The purpose of this study was to analyze the anatomic and functional results of cartilage tympanoplasty performed on atelectatic ears using the palisade technique and to assess the long-term efficacy of cartilage palisades in preventing recurrent retractions. The records of 54 patients (56 ears) who underwent surgery for atelectasis with or without mastoidectomy from January 2000 to August 2005 were retrospectively evaluated. A successful outcome was defined as complete and intact healing of the graft without perforation, retraction, or lateralization for at least 36 months after the operation, in addition to improvement of hearing indicated by a pure-tone average air-bone gap (PTA-ABG) of less than 20 dB. The mean follow-up period was 44.5 +/- 8.0 months (range, 36-68 months). Closure of the tympanic membrane was achieved in 91% of ears. Otomicroscopic evaluation revealed nine (16%) mild and five (8%) moderate retractions, but none of the retractions was deep enough to necessitate tube placement.

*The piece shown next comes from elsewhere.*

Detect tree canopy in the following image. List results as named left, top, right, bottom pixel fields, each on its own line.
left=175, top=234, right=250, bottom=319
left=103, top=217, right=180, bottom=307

Postoperative PTA-ABG was less than 20 dB in 71% of ears. The average preoperative and postoperative ABG values, including all types of tympanoplasty operations (Type I, II and III), were 28.4 +/- 5.8 and 16.9 +/- 6.7 dB, respectively (p < 0.001). No significant difference in the change in PTA-ABG was found between the groups with or without mastoidectomy (p > 0.05). Palisade cartilage tympanoplasty is an effective technique for tympanic membrane closure and hearing improvement in atelectatic ears. Mastoidectomy does not change the anatomic or audiologic findings in these types of ears. We recommend this technique to other otologic surgeons.